Anifrolumab-fnia Injection, for Intravenous Use (Saphnelo™) HCPCS Code J3590: Billing Guidelines
Effective Aug. 18, 2021, the Medicaid and NC Health Choice programs cover anifrolumab-fnia injection

Effective Aug. 18, 2021, the Medicaid and NC Health Choice programs cover anifrolumab-fnia injection

Effective with date of service Aug. 18, 2021, the Medicaid and NC Health Choice programs cover anifrolumab-fnia injection, for intravenous use (Saphnelo™) for use in the Physician Administered Drug Program (PADP) when billed with HCPCS code J3590 - Unclassified biologics.

Saphnelo™ is available as a 300 mg/2 mL (150 mg/mL) in a single-dose vial. It is indicated for the treatment of adult patients with moderate to severe systemic lupus erythematosus (SLE), who are receiving standard therapy.

Limitations of Use: The efficacy of Saphnelo™ has not been evaluated in patients with severe active lupus nephritis or severe active central nervous system lupus. Use of Saphnelo™ is not recommended in these situations.

Recommended Dose: 300 mg as an intravenous infusion over a 30-minute period every four weeks. See full prescribing information for further details.

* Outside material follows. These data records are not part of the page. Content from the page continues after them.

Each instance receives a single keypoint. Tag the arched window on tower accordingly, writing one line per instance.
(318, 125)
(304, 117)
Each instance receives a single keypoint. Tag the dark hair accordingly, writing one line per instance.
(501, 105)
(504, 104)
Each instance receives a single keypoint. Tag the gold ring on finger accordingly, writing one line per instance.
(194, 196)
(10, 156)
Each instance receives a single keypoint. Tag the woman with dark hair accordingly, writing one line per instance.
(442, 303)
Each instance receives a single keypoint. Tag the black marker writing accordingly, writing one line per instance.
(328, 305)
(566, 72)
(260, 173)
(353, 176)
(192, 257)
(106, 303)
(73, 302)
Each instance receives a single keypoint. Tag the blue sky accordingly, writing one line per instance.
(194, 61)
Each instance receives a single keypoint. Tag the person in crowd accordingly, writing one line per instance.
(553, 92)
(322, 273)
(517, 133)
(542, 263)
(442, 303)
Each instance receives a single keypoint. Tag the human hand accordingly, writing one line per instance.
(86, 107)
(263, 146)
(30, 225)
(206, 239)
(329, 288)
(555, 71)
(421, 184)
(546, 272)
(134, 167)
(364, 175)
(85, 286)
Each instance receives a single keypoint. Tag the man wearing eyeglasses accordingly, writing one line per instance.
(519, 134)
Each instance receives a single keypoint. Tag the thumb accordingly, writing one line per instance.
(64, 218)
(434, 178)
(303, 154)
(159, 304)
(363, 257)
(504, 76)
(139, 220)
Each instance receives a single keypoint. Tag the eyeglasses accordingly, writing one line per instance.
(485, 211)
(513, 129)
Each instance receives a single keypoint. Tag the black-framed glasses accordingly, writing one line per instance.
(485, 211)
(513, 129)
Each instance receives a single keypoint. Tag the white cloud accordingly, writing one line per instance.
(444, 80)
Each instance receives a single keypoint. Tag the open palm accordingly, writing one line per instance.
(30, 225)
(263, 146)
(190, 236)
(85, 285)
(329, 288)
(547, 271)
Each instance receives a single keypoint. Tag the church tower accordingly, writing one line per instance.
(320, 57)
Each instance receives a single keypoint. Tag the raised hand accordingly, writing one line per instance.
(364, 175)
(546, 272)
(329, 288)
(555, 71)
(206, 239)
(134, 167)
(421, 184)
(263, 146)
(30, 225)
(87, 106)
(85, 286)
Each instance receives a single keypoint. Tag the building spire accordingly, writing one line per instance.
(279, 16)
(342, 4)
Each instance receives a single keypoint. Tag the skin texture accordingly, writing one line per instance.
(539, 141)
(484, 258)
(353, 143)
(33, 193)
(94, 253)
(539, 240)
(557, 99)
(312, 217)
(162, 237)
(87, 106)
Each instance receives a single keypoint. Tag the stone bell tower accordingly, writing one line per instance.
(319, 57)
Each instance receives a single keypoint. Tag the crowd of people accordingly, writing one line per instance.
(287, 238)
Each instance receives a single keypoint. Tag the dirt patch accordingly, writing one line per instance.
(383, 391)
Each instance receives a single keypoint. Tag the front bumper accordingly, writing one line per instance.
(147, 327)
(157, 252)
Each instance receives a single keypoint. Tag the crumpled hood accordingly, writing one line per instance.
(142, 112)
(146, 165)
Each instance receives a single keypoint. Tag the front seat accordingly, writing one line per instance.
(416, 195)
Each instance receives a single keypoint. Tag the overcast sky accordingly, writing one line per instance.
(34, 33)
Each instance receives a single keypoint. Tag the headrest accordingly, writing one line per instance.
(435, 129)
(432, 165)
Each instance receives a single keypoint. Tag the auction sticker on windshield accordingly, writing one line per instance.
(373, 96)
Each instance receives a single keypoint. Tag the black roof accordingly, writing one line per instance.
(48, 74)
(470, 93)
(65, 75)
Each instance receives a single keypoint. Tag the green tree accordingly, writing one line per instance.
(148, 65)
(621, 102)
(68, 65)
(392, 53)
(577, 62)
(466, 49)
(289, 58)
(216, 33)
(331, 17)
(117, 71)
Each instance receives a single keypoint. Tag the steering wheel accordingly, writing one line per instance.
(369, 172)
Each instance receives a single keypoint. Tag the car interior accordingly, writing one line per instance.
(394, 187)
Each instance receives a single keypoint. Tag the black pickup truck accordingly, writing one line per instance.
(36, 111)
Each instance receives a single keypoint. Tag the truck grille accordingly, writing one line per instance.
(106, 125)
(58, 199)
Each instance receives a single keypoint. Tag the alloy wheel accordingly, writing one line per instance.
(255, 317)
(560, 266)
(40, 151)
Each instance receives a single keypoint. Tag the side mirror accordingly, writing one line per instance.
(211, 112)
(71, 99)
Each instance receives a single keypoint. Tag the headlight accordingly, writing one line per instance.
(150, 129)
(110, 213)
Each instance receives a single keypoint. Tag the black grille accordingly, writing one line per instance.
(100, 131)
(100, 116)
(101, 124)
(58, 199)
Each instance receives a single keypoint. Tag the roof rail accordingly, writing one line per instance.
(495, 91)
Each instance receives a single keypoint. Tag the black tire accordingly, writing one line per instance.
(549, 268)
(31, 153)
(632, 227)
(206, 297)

For Medicaid and NC Health Choice Billing

  • The ICD-10-CM diagnosis codes required for billing are:  
    • M32.0 - Drug-induced systemic lupus erythematosus
    • M32.10 - Systemic lupus erythematosus, organ or system involvement unspecified; 
    • M32.11 - Endocarditis in systemic lupus erythematosus; 
    • M32.12 - Pericarditis in systemic lupus erythematosus; 
    • M32.13 - Lung involvement in systemic lupus erythematosus; 
    • M32.14 - Glomerular disease in systemic lupus erythematosus; 
    • M32.15 - Tubulo-interstitial nephropathy in systemic lupus erythematosus; 
    • M32.19 - Other organ or system involvement in systemic lupus erythematosus; 
    • M32.8 - Other forms of systemic lupus erythematosus; 
    • M32.9 - Systemic lupus erythematosus, unspecified; 
  • Providers must bill with HCPCS code: J3590 - Unclassified biologics
  • One Medicaid and NC Health Choice unit of coverage is: 1 mg 
  • The maximum reimbursement rate per unit is: $16.56
  • Providers must bill 11-digit NDCs and appropriate NDC units. The NDCs is: 00310-3040-00
  • The NDC units should be reported as “UN1”
  • For additional information, refer to the January 2012, Special Bulletin, National Drug Code Implementation Update and PADP Clinical Coverage Policy 1B, Attachment A, H.7 on Medicaid's website.
  • Providers shall bill their usual and customary charge for non-340B drugs
  • PADP reimburses for drugs billed for Medicaid and Health Choice beneficiaries by 340B participating providers who have registered with the Office of Pharmacy Affairs (OPA). Providers billing for 340B drugs shall bill the cost that is reflective of their acquisition cost. Providers shall indicate that a drug was purchased under a 340B purchasing agreement by appending the “UD” modifier on the drug detail.
  • The fee schedule for the PADP is available on NC Medicaid's PADP webpage.